B*: Please share up to three poetry books or poets that are important to you, and helped influence the writing of Queers Like Me. Please also share how they influenced your book.
MVS: Bronwen Wallace has long been a huge influence on my writing, from the way she stacks and turns her lines to her colloquial voice and her embodied feminism. Stephen Dobyns writes the best narrative poems. I’m super partial to his more allegorical ones. For space on the page, and trying to capture the voice in phrasing, I’ve been learning a lot from Ocean Vuong.
B*: Please share a writing prompt for aspiring poets that you have used to start composing a new poem.
MVS: Call your bestie and record yourself telling them a story, maybe something as simple as a bungle on the weekend.

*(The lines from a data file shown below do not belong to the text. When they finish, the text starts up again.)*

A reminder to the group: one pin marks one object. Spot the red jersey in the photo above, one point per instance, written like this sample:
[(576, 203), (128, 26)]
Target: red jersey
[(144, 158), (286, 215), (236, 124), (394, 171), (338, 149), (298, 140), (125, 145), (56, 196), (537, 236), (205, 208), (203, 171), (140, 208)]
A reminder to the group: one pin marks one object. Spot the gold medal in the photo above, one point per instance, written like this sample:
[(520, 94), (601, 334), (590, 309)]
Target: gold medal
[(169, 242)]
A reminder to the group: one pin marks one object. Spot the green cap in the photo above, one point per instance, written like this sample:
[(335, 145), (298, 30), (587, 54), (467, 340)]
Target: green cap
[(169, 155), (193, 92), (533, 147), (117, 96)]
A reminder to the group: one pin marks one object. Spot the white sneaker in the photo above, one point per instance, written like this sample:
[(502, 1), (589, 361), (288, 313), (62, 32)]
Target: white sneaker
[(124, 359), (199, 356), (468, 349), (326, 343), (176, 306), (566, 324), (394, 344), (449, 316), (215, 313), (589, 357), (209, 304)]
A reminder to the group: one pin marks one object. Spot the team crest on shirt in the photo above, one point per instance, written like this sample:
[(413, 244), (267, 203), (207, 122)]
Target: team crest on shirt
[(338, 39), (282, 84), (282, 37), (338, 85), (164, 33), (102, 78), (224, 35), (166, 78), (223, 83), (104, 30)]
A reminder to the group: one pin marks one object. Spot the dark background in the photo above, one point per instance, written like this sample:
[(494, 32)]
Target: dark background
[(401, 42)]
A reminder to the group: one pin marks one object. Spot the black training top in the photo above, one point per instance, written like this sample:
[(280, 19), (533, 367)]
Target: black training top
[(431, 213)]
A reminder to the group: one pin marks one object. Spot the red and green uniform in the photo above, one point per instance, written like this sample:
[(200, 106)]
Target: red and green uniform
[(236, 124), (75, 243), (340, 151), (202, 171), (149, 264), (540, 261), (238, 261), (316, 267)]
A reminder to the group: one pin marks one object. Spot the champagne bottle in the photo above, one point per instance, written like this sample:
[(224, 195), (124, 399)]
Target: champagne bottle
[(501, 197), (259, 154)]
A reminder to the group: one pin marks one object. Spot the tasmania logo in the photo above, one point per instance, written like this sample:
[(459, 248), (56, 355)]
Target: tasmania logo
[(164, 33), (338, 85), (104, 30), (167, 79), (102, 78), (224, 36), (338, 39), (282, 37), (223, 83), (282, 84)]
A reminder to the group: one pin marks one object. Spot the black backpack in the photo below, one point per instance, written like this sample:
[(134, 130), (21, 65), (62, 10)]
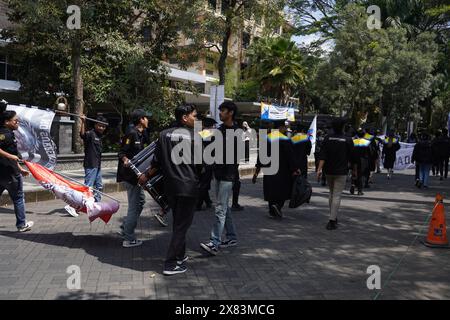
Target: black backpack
[(301, 192)]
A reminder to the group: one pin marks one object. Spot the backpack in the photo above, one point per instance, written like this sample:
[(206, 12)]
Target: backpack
[(301, 192)]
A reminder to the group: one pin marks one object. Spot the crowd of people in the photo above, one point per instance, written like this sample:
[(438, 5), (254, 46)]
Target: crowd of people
[(341, 154)]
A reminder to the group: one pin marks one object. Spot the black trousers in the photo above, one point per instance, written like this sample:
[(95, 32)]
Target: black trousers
[(183, 209)]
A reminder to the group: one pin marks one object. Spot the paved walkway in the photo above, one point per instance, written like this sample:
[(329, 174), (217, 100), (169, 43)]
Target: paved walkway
[(296, 258)]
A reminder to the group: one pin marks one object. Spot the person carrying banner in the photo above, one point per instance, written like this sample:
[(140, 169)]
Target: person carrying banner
[(11, 171), (132, 143), (301, 146), (181, 182), (278, 187), (335, 157), (389, 154), (360, 161)]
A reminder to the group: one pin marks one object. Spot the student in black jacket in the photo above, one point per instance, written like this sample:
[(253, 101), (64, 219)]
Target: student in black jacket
[(174, 154), (132, 143), (278, 187)]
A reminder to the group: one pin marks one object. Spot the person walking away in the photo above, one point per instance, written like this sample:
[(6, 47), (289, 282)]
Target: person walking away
[(224, 173), (181, 182), (278, 187), (389, 154), (206, 176), (132, 143), (335, 157), (422, 157)]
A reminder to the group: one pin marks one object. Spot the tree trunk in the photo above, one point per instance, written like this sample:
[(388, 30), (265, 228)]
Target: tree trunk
[(78, 94)]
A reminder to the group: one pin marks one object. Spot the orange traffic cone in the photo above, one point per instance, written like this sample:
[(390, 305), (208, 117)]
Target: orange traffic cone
[(437, 232)]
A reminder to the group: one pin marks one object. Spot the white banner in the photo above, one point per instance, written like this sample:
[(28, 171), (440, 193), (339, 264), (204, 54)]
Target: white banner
[(33, 136)]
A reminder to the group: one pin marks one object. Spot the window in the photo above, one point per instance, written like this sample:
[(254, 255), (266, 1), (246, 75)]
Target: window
[(7, 71)]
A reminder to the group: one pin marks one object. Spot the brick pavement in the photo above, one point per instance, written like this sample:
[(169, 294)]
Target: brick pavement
[(296, 258)]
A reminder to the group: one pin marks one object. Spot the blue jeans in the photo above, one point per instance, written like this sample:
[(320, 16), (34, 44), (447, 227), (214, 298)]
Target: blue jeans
[(93, 178), (14, 185), (424, 173), (136, 201), (224, 190)]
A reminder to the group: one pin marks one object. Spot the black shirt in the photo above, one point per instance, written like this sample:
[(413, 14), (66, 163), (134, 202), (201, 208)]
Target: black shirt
[(227, 171), (8, 144), (132, 143), (180, 180), (336, 151), (92, 149)]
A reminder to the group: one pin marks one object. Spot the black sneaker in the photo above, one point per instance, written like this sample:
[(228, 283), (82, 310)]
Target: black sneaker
[(228, 243), (210, 248), (332, 225), (352, 190), (175, 270), (186, 258), (237, 207), (276, 211)]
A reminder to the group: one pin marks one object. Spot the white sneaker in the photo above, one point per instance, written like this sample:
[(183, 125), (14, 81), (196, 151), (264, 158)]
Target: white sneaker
[(26, 227), (71, 211)]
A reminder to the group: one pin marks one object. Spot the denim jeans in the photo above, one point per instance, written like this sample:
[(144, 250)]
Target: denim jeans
[(93, 178), (14, 185), (424, 173), (136, 201), (223, 213)]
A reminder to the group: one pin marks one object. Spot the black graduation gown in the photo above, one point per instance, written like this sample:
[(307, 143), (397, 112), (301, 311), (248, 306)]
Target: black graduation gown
[(278, 187)]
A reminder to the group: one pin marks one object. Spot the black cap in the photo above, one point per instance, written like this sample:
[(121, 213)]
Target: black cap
[(137, 114)]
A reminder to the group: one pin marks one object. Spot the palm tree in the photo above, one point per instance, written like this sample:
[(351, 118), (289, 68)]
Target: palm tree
[(278, 64)]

Then transcribe that text, and format it on the page to capture your voice and emphasis in the telling. Voila, a verbatim poem. (Like the first long poem, “Grandma Cooper’s Corpse,” in Queers Like Me.)
____________________________________________________________________________________________
Michael V. Smith has published six previous books, which include three collections of poetry, a memoir, and two novels. Also an award-winning filmmaker, drag queen, and professor, Smith teaches at UBC Okanagan, in Kelowna, BC, where he lives with his brilliant husband.